Love

I had the most profound realisation yesterday. All my interests are connected to love and passion. I live passionately, intensely. And this is why real life seems so dull, monotonous, boring and tepid when the surge of passion dissipates. When I get obsessed with something, I experience an altered state of consciousness. Usually I fall in love with an idea, a person, a philosophy or system of thought that is beautiful in its completeness and purpose, or simply an item of clothing. I don't want the object/person/idea to disintegrate, I want it never to go. Its radiance lifts me up onto a cloud, and I feel so overawed and blissful. But it is painful. Feeling this love so intensely also means that the disintegration or loss of that love catapults me into a chasm of bleakness and nothingness. If only it could last! This is why I fear change. Change equals death of order, beauty, perfection, symmetry, love. My life is all about love, but I don't know how to channel the emotion, and I have never received genuine unconditional love. But I am a person who loves deeply and craves love, in the romantic sense.

  • Hi Hope. You describe something that I was revisiting for myself only the day before yesterday! May I offer you some of my random thoughts?

    I've been talking to a parent about 'obsession' with regard to her daughter. I've surprised myself because I don't very often talk to parents - it's such a minefield - but something about the way this lady spoke of her daughter encouraged me. The interesting thing was trying to describe 'obsession' from our point of view. Here's what I said:-

    'Consider, though, that we cannot break [our absorbtion with a subject] even when we are valiantly being present in the shared world. This process will be taking up most of our thoughts. Even if I can put it aside, it won't be long before it insists on being thought about again. It's like an Artesian Well of thought that bursts up under pressure. If I try to do something else, it won't be long before I am forced to abandon it for my current 'obsession'. The process remains the same, even if the subjest matter changes'

    I've longed to be loved for most of my life. It is only since getting my diagnosis that (like my entire life) I've revisited the subject from my new point of view.
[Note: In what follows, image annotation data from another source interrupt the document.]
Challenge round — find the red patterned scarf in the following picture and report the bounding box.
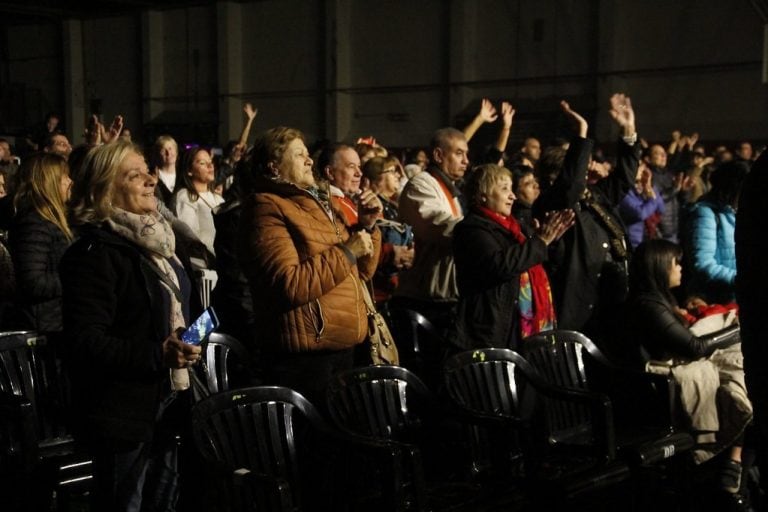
[479,206,555,337]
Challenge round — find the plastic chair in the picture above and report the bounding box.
[0,331,92,508]
[444,348,629,500]
[192,386,388,511]
[327,366,480,510]
[197,332,249,396]
[522,330,694,466]
[384,305,448,389]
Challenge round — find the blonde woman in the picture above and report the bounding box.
[149,135,182,209]
[61,140,200,511]
[174,148,224,260]
[8,153,72,333]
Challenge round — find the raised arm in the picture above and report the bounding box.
[599,93,640,205]
[237,103,259,149]
[533,101,592,213]
[496,101,515,154]
[464,98,499,142]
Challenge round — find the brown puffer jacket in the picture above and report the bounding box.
[240,178,381,352]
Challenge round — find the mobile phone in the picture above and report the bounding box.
[181,308,219,345]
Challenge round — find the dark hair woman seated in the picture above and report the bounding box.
[625,239,752,493]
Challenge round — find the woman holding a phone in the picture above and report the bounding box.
[61,141,200,511]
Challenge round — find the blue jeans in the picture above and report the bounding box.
[91,394,179,512]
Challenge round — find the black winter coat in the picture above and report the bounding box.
[61,226,190,442]
[453,211,547,350]
[533,137,638,337]
[8,208,70,332]
[625,292,739,361]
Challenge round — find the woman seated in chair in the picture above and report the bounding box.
[625,239,752,493]
[61,140,200,511]
[453,164,574,350]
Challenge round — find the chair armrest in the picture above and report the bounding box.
[232,468,294,510]
[528,375,616,462]
[0,392,38,472]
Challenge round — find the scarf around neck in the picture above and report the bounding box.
[478,206,557,338]
[107,208,189,391]
[107,208,176,258]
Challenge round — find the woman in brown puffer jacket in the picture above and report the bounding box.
[240,127,381,405]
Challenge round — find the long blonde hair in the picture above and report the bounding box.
[71,139,143,224]
[13,153,72,240]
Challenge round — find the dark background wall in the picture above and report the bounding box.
[0,0,768,153]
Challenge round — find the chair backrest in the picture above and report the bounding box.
[0,331,71,445]
[385,307,445,361]
[443,348,532,420]
[192,386,327,510]
[521,330,605,441]
[200,332,248,394]
[327,366,436,442]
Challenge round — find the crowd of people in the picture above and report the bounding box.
[0,93,766,510]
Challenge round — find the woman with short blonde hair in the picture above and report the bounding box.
[60,140,200,511]
[8,153,72,333]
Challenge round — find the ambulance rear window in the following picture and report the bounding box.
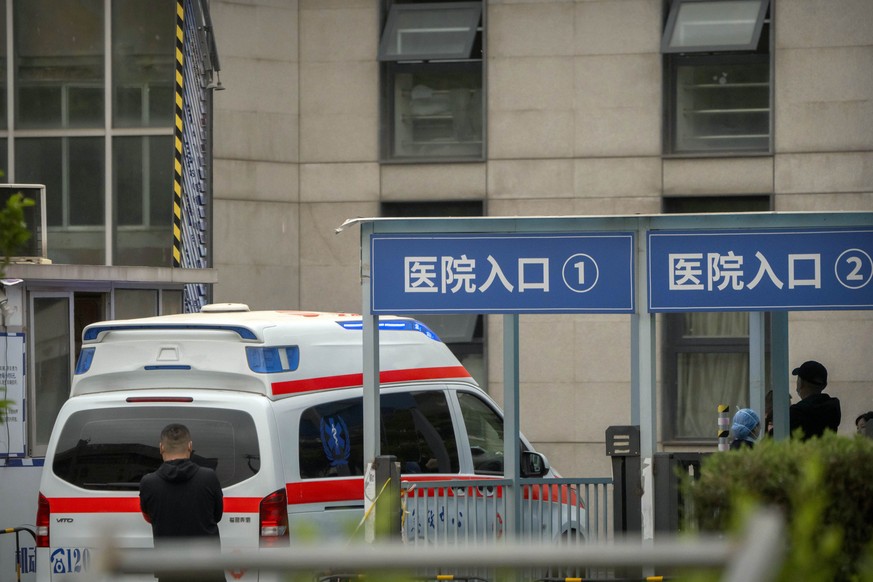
[52,406,261,491]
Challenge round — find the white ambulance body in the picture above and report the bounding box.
[36,306,583,581]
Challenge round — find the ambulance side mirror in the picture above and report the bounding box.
[521,451,549,478]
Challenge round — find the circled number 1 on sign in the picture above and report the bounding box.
[561,253,600,293]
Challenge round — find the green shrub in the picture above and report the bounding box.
[683,433,873,582]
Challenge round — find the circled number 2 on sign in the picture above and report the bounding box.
[834,249,873,289]
[561,253,600,293]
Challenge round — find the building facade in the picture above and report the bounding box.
[0,0,873,486]
[203,0,873,475]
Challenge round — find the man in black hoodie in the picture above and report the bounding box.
[139,424,225,582]
[788,360,841,439]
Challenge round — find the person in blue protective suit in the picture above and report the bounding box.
[730,408,761,451]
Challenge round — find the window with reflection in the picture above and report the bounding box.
[112,0,176,127]
[7,0,176,266]
[13,0,105,129]
[661,0,771,154]
[661,196,770,442]
[15,137,106,265]
[379,2,485,161]
[112,136,173,267]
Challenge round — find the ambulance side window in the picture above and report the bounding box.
[458,392,526,475]
[300,391,459,479]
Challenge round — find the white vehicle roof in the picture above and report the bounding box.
[70,305,475,399]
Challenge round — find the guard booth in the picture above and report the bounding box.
[337,212,873,542]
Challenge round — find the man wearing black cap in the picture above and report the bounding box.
[789,360,841,439]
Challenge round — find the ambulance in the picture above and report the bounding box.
[36,304,583,582]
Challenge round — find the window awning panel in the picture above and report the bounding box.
[661,0,770,53]
[379,2,482,61]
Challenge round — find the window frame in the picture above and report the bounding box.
[664,53,773,157]
[379,2,482,62]
[377,0,488,164]
[661,0,770,54]
[661,0,774,158]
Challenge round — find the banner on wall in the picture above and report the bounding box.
[0,332,26,458]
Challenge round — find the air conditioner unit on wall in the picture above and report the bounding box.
[0,184,51,264]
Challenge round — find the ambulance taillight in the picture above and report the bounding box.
[259,489,290,548]
[36,493,50,548]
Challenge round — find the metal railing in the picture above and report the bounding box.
[401,477,613,580]
[94,510,784,582]
[401,477,613,546]
[0,527,36,580]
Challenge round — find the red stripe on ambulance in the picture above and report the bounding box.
[272,366,470,396]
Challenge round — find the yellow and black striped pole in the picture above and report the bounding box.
[173,0,185,267]
[718,404,731,451]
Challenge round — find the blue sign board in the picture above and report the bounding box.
[648,228,873,312]
[370,232,635,314]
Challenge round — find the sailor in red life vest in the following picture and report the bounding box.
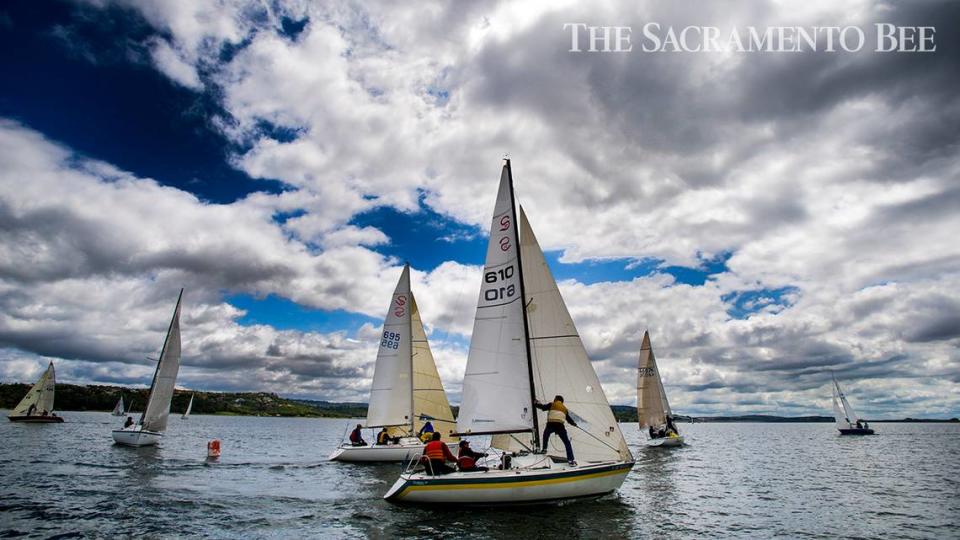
[535,396,577,465]
[423,431,457,474]
[350,424,367,446]
[457,440,489,471]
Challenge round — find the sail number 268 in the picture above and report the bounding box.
[483,264,517,302]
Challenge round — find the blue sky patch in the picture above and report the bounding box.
[350,202,487,271]
[720,287,800,319]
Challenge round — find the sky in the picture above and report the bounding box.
[0,0,960,418]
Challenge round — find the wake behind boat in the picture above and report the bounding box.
[833,378,874,435]
[330,264,456,462]
[384,160,633,505]
[637,332,683,447]
[7,362,63,424]
[113,289,183,446]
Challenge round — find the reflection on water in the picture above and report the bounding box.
[0,413,960,538]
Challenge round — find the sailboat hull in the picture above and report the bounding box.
[113,429,163,446]
[647,436,683,448]
[840,428,873,435]
[7,416,63,424]
[329,443,457,463]
[383,461,633,506]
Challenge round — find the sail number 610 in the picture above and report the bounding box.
[483,265,517,302]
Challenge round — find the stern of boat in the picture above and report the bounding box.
[113,429,163,446]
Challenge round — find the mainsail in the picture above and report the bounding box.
[140,289,183,432]
[110,396,124,416]
[457,161,631,462]
[367,265,413,427]
[366,264,454,436]
[637,332,672,428]
[833,379,860,429]
[410,292,457,442]
[10,362,57,416]
[493,206,631,462]
[457,165,536,434]
[182,394,193,418]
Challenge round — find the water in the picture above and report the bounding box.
[0,412,960,538]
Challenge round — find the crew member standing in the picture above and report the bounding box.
[535,396,577,465]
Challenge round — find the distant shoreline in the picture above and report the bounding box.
[0,383,960,424]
    Like you, I am passionate about whatever my current passion is. It becomes all-consuming, and there's definitely a great element of fantasy too. I see things as an idealised picture, and like you say, when a bit of reality creeps in the whole thing tumbles like a collapsing building, leaving both me and the fantasy in ruins.

    I know that I can love and be loved, but I don't know gow it might work. I look back on my failed relationships and think that I must have been incredibly difficult to live with, even though it was never my intention, of course. It would take a very special person to not only love and understand me, but also appreciate my qualities, I think. I don't know what the non-AS attitude to this is, but I've often seen partners of AS people saying how lovely their partner is and how much they appreciate the person.
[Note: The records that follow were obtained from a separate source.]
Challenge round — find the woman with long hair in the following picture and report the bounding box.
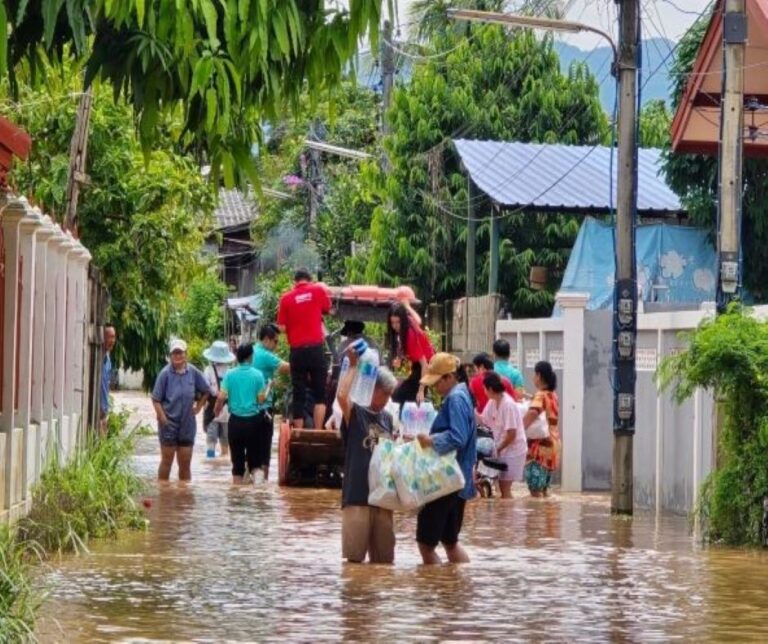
[387,302,435,404]
[523,360,561,497]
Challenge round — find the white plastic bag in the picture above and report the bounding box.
[368,438,408,511]
[392,441,465,509]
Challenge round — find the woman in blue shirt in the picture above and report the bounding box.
[214,344,266,485]
[416,353,477,564]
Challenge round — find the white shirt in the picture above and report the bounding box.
[481,392,528,458]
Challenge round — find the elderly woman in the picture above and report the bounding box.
[214,344,268,485]
[479,371,528,499]
[152,338,210,481]
[523,361,561,497]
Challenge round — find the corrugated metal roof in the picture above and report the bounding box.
[454,139,683,215]
[213,189,259,228]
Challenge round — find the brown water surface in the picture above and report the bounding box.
[39,394,768,642]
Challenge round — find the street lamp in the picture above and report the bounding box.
[447,0,640,514]
[446,9,618,63]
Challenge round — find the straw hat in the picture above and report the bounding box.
[203,340,235,364]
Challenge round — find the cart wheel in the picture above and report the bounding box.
[277,423,291,485]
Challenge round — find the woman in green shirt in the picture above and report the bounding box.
[214,344,266,485]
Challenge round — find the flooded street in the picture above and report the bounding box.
[39,394,768,642]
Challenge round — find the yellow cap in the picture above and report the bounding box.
[421,353,461,387]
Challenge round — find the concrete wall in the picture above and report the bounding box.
[496,293,736,513]
[0,197,92,521]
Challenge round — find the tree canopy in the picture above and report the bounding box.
[0,0,381,185]
[0,65,219,384]
[351,19,608,314]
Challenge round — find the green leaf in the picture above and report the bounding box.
[200,0,220,51]
[0,2,8,78]
[205,87,217,130]
[43,0,64,47]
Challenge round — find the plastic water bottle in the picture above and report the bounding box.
[349,340,379,407]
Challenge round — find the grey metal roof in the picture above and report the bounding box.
[213,188,259,228]
[454,139,683,215]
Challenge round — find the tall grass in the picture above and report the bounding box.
[18,412,146,553]
[0,525,42,642]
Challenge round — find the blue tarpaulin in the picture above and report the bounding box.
[553,217,717,316]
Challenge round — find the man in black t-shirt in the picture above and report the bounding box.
[338,349,397,563]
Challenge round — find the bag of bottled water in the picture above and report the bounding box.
[339,339,379,407]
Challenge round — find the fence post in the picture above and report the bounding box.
[555,292,589,492]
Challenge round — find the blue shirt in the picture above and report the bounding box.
[152,364,211,437]
[100,353,112,416]
[251,344,282,409]
[493,360,525,389]
[429,383,477,499]
[221,364,264,417]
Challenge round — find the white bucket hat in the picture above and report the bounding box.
[168,338,187,353]
[203,340,235,364]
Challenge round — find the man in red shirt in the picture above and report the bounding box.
[469,353,520,414]
[277,268,331,429]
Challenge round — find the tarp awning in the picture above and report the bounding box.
[454,139,683,216]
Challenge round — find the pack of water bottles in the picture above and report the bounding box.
[339,338,379,407]
[400,402,437,436]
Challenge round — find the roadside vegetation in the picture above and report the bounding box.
[0,411,147,642]
[657,306,768,545]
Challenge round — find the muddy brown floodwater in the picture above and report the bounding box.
[38,394,768,642]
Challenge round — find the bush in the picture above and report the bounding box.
[18,412,146,553]
[0,525,42,642]
[658,306,768,545]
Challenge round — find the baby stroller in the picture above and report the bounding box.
[475,425,507,499]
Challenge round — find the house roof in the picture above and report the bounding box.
[454,139,683,216]
[213,188,259,229]
[672,0,768,156]
[0,116,32,185]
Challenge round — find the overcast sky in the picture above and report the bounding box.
[398,0,709,49]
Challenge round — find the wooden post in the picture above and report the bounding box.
[64,87,93,231]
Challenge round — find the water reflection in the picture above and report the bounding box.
[39,392,768,642]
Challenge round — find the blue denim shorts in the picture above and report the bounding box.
[157,422,197,447]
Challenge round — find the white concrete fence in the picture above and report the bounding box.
[0,197,94,521]
[496,293,768,513]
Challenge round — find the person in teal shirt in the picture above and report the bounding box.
[493,340,525,393]
[214,344,266,485]
[252,323,291,481]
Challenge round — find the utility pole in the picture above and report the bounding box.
[717,0,747,311]
[611,0,640,514]
[64,87,93,231]
[381,20,395,136]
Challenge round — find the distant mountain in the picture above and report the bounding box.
[555,38,675,114]
[355,38,675,114]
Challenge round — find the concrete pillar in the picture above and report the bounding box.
[16,207,43,432]
[0,198,28,436]
[29,211,54,424]
[43,225,66,427]
[555,292,592,492]
[16,207,43,501]
[70,242,91,445]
    So it's possible then, but I still think that it must be hard for a non-AS to understand just how much our condition affects our daily existence. It doesn't stop us from being able to love, but in my case has often lead me to waste it on an unworthy recipient. Of course, I didn't know they were unworthy untill they went away, and often did so in a way that paid me back for being so 'horrible' to them. I don't remember ever being intentionaly 'horrible', it's just that now I understand how 'horrible' some of the manifestations of our condition can be.

    I guess it comes down to meeting the 'right' person, but you have to kiss a lot of frogs before you find your prince, One thing that would concern me is our vulnerability. Boys aren't only interested in one thing, but that 'one thing' is certainly a primary objective, and I get upset when I think that AS females are open to the worst kind of exploitation in this respect. In this day and age, one of the saddest effects of our culture of promiscuity is that this 'special' part of a relationship isn't 'special' any more. I don't think we pay any attention to how much trust and intimacy is involved, and someone using us in that way and then walking away is a devastating thing. I feel that I've been used as casually as a piece of toilet paper, and that hurts intensely when it pops up, as it so often does.
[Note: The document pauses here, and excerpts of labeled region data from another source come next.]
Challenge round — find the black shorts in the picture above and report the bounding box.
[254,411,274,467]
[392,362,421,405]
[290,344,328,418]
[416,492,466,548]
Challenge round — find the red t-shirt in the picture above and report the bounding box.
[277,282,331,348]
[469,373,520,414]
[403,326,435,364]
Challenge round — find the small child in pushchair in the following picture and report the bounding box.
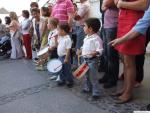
[0,35,11,56]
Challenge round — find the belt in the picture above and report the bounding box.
[83,57,97,60]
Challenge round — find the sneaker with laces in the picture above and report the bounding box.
[36,65,44,71]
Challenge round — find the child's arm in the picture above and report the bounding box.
[91,38,103,57]
[64,49,71,63]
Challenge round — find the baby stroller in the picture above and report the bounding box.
[0,35,11,56]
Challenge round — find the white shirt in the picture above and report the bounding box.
[82,34,103,58]
[57,35,72,56]
[76,0,90,26]
[48,29,58,48]
[21,19,31,34]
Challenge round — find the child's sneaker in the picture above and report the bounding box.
[56,75,60,82]
[49,75,57,80]
[36,65,44,71]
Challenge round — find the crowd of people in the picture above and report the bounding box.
[0,0,150,107]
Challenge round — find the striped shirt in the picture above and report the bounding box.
[52,0,74,23]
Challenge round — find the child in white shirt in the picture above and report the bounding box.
[82,18,103,99]
[57,24,73,87]
[37,18,58,70]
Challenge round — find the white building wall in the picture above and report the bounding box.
[89,0,102,18]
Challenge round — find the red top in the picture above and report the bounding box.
[116,0,146,55]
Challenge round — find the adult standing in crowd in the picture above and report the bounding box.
[9,12,23,59]
[99,0,119,88]
[21,10,32,59]
[41,7,50,49]
[31,8,45,51]
[51,0,74,26]
[74,0,90,61]
[114,0,148,104]
[110,2,150,108]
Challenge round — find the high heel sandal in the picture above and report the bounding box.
[110,92,123,97]
[115,97,132,104]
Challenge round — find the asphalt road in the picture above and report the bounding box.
[0,59,150,113]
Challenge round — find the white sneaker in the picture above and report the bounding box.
[49,75,57,80]
[56,75,60,82]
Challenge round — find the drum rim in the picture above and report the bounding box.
[37,46,49,56]
[47,58,62,74]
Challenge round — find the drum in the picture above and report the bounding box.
[73,62,89,79]
[47,59,62,75]
[37,46,49,57]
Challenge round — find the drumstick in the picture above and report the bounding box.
[79,49,103,57]
[54,64,62,71]
[78,55,81,66]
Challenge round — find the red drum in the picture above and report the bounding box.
[73,62,89,79]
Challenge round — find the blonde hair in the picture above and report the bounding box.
[9,11,18,21]
[48,17,59,27]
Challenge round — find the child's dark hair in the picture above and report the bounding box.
[85,18,101,33]
[48,17,59,27]
[22,10,30,18]
[30,2,39,8]
[31,8,40,13]
[58,23,70,33]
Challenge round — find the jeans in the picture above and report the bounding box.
[59,56,73,83]
[103,28,119,83]
[83,58,100,96]
[75,26,85,49]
    I've thrown myself into new relationships, of any kind, with my usual obsessive passion, only to be dumped as casually as an old pair of shoes, having invested all of my time, money and energy. Watching my investment flushed down the toilet has been easily the worst part, leaving me feeling totally exploited and used. And I don't know about any of the other chaps on here, but I've cried many times because I felt used and abused, when all I wanted was to love be loved.

    I don't think I know how to be loved. Wish I knew the rules for that.